Another Couple’s Better Moves
Swanger had another millennial couple that was ready to make a contribution for a Roth IRA, but because of COVID-19, they decided to instead hold that cash a little longer, she recalled. But this couple was older than the first couple — in their late 30s to early 40s — and more savvy.
This husband is a musician, and many of his scheduled private music gigs were canceled as a result of the pandemic. The wife’s firm was laying people off, so she was concerned about what might happen with her job, Swanger said.
Because of their situation, “I don’t blame them [for] wanting to hold onto cash a little bit” to see what would happen, she noted. “I agreed with them” — it was “very smart to hold on cash until you’re ready,” she said.
The couple was supposed to make a contribution to the Roth IRA in March but didn’t as of July, so Swanger said she continued to keep in touch with them to remind them. “Now they’re ready to do it” because 95% of their wealth returned since the volatility of March, she said.

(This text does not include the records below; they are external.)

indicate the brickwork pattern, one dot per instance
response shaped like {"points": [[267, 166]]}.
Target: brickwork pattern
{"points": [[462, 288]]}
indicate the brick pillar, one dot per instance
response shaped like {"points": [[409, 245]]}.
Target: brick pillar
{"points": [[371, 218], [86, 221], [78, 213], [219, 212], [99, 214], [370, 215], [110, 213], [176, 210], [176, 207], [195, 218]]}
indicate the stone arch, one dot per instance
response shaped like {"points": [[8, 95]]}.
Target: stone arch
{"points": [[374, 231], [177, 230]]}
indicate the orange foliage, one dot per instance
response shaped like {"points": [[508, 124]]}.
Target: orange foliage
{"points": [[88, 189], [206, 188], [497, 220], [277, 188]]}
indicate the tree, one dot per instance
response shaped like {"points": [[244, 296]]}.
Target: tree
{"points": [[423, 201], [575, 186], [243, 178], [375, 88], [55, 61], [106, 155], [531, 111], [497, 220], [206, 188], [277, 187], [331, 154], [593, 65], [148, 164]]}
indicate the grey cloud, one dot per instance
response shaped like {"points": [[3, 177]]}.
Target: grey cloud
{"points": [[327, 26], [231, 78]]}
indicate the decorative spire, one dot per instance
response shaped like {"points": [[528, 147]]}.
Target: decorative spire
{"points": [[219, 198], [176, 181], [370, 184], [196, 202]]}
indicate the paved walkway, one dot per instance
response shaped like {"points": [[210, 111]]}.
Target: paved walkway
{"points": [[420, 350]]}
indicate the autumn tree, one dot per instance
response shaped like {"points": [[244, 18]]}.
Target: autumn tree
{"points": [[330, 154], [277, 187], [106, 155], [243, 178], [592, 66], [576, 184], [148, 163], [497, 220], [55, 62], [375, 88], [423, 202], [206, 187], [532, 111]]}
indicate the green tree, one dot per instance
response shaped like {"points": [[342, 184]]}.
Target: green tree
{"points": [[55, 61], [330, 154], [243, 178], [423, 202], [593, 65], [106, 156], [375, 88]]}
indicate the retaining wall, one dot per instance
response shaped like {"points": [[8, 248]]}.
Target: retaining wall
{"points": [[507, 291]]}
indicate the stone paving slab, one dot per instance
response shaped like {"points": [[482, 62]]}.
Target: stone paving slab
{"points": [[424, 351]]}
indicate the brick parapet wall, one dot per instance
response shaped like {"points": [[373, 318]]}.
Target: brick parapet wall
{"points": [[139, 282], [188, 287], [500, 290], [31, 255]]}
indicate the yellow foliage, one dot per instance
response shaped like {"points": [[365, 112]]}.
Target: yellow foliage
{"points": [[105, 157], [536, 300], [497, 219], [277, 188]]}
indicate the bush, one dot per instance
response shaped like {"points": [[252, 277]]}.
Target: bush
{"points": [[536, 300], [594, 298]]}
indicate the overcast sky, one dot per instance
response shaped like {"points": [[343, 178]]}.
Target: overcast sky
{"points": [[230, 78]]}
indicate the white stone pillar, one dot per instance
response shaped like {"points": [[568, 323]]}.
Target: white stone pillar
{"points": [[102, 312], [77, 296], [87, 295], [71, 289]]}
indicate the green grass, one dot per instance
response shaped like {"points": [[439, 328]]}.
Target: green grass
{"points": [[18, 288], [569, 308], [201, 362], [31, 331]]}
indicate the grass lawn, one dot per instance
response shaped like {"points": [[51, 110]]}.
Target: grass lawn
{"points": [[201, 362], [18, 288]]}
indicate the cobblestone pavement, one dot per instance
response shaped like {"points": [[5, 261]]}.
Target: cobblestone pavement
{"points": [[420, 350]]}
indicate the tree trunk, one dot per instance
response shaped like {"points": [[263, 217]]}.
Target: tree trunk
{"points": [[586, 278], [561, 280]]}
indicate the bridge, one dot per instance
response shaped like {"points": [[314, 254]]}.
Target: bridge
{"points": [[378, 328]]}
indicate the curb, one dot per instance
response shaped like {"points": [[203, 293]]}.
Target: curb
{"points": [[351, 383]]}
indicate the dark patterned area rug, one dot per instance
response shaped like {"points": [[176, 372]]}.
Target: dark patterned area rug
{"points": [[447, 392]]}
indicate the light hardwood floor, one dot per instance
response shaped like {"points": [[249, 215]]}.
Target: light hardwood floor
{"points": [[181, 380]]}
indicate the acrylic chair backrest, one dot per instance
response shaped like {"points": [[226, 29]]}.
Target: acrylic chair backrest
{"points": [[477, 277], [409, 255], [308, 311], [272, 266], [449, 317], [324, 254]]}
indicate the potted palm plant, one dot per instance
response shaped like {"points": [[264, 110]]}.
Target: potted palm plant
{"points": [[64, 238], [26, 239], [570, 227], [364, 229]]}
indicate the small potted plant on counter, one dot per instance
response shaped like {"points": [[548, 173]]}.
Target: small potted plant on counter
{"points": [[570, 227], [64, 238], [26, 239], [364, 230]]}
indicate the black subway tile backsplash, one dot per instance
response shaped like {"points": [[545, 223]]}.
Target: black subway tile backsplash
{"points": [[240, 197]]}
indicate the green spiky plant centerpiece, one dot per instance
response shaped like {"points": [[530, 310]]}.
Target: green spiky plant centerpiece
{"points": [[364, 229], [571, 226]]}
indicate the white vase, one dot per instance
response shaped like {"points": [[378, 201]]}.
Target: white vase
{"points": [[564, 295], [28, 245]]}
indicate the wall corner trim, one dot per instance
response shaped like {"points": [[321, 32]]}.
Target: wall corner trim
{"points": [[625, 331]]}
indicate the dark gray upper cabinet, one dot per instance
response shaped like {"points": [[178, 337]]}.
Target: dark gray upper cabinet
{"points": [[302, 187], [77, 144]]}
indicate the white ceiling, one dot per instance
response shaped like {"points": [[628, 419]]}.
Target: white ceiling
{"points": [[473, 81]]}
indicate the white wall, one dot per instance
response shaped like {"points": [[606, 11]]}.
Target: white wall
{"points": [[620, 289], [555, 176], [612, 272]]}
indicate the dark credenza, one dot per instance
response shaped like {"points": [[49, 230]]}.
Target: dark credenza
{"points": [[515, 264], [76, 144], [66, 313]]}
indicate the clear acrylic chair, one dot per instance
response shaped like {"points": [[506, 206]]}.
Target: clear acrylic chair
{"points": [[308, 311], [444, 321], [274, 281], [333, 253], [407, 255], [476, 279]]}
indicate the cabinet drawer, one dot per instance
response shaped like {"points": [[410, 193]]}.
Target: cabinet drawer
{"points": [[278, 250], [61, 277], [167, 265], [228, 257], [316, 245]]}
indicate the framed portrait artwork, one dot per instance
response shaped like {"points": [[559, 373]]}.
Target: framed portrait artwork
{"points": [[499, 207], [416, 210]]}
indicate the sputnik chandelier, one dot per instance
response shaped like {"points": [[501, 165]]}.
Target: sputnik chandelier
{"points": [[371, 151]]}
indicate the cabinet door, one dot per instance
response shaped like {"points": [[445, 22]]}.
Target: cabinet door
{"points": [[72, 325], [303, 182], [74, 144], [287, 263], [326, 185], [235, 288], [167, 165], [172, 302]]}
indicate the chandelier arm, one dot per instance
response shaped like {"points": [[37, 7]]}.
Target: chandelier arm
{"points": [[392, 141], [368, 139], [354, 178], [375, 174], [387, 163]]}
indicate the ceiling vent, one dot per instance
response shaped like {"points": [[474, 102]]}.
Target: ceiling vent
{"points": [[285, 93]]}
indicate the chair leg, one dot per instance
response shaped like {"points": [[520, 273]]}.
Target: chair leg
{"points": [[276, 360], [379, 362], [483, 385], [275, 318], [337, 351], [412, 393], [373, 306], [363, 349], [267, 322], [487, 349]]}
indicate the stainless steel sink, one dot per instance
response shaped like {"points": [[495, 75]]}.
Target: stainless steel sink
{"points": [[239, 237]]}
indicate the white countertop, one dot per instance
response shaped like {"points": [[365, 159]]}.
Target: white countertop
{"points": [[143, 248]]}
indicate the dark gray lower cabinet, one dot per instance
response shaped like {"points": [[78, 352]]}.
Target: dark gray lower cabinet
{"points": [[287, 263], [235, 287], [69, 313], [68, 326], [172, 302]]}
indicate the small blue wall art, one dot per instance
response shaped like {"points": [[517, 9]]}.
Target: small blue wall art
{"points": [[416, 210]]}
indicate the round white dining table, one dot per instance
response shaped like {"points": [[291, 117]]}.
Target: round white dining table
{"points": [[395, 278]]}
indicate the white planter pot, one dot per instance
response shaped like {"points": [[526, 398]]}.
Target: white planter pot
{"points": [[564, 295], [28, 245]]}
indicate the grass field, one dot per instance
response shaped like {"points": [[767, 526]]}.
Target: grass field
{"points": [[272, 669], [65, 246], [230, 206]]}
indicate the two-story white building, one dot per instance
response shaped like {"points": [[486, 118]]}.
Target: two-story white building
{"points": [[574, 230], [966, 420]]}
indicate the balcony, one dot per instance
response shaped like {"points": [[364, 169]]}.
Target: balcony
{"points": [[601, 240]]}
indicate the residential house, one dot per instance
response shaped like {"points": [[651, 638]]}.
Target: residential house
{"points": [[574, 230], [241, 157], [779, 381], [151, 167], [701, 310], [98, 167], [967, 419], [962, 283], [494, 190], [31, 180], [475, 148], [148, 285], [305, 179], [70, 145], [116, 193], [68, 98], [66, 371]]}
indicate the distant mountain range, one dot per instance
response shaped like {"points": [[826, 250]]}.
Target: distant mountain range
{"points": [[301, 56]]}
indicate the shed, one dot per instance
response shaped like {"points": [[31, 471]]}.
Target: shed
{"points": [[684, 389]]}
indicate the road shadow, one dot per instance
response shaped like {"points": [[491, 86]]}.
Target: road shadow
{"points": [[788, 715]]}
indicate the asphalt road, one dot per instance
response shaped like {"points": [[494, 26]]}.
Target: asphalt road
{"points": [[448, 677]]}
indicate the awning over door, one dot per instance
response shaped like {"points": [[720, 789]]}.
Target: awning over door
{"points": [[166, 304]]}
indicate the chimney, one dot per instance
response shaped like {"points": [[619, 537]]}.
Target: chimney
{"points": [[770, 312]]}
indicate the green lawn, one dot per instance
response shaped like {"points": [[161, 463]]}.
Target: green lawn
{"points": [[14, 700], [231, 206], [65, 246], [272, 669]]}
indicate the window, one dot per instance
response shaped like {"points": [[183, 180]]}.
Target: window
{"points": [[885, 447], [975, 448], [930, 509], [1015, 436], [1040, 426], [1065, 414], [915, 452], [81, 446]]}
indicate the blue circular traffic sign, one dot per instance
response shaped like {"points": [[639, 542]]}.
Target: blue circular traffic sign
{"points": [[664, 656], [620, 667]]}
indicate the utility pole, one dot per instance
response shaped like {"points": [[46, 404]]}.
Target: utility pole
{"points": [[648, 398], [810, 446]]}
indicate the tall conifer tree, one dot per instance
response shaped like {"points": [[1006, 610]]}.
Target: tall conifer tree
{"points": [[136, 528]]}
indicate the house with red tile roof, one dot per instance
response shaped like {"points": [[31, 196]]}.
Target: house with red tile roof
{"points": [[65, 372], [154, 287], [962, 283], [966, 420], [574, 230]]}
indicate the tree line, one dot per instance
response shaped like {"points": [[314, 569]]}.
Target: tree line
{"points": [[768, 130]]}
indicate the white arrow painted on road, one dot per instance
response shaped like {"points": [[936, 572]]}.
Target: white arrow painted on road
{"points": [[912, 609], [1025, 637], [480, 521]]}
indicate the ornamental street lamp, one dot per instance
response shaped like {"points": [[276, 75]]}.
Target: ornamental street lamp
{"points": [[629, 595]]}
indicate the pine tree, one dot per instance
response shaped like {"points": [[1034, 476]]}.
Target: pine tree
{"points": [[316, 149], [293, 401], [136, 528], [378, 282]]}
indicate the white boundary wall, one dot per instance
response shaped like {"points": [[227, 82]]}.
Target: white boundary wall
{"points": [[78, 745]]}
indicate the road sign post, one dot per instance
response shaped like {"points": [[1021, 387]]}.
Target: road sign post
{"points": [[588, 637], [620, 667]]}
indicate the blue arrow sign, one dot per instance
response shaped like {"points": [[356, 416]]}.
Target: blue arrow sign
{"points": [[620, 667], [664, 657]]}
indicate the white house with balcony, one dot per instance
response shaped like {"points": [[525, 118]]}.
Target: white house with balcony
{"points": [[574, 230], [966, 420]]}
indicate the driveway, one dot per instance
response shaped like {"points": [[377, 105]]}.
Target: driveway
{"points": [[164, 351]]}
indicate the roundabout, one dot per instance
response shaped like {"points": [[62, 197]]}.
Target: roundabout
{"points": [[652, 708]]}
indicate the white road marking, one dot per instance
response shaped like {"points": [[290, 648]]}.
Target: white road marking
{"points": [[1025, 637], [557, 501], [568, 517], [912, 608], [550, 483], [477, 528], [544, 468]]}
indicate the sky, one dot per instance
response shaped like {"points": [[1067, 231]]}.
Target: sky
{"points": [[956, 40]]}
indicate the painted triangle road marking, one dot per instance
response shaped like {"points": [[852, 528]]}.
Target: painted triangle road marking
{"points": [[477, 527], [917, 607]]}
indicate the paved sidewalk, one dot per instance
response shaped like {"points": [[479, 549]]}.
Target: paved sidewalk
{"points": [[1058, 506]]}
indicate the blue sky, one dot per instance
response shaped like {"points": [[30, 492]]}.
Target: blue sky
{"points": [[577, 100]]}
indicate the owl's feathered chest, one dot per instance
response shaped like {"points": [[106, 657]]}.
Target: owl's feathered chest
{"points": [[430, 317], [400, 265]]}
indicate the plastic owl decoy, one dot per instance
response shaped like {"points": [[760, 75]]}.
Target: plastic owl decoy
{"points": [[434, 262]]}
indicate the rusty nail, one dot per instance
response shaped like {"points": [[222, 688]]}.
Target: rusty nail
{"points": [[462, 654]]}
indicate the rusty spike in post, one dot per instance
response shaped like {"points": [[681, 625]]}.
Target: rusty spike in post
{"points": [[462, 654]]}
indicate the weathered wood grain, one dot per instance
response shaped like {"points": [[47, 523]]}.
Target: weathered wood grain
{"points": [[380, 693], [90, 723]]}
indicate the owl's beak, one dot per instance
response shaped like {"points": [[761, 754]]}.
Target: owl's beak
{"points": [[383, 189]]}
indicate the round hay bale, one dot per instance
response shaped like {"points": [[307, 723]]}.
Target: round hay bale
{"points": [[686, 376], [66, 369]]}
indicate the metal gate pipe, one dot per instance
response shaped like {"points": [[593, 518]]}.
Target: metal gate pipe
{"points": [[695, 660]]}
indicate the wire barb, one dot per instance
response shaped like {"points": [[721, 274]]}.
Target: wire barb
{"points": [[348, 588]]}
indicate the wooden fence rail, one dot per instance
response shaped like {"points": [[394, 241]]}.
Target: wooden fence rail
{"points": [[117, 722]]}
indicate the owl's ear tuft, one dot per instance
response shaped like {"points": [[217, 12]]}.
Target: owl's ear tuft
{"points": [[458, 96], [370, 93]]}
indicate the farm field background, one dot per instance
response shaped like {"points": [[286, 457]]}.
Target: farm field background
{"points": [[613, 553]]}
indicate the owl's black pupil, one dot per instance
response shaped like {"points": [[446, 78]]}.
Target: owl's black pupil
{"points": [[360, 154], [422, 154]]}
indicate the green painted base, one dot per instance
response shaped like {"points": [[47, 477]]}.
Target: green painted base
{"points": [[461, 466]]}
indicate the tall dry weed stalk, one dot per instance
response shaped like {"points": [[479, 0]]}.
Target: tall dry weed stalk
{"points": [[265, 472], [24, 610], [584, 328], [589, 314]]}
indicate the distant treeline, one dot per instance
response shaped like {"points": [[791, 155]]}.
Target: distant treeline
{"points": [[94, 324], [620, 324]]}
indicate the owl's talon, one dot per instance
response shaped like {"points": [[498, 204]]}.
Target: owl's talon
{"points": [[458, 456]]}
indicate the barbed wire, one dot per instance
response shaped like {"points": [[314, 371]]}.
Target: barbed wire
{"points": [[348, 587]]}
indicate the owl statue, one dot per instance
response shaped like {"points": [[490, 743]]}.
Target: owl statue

The contribution was made for them by Swanger on Monday, she noted.
A ‘Different Mentality’
Swanger’s other clients — mainly in their 50s and 60s — pretty much stayed put and didn’t do much with their portfolios so far during this pandemic, she said, adding: “They have a different mentality.”
For example, she called a female client in her 70s, who told Swanger: “Nothing worries me … I’m good. You do whatever you need to do” with her portfolio. Another couple, in their late 50s, reached out to the advisor looking to make an investment with the cash they had, she said, adding: “They’re fun to work with.”
Two other observations she made during the pandemic so far: (1) “People who had an annuity… were so happy about that.” (2) It is crucial to stay in contact with clients who are planning to make IRA contributions because they often forget about those plans.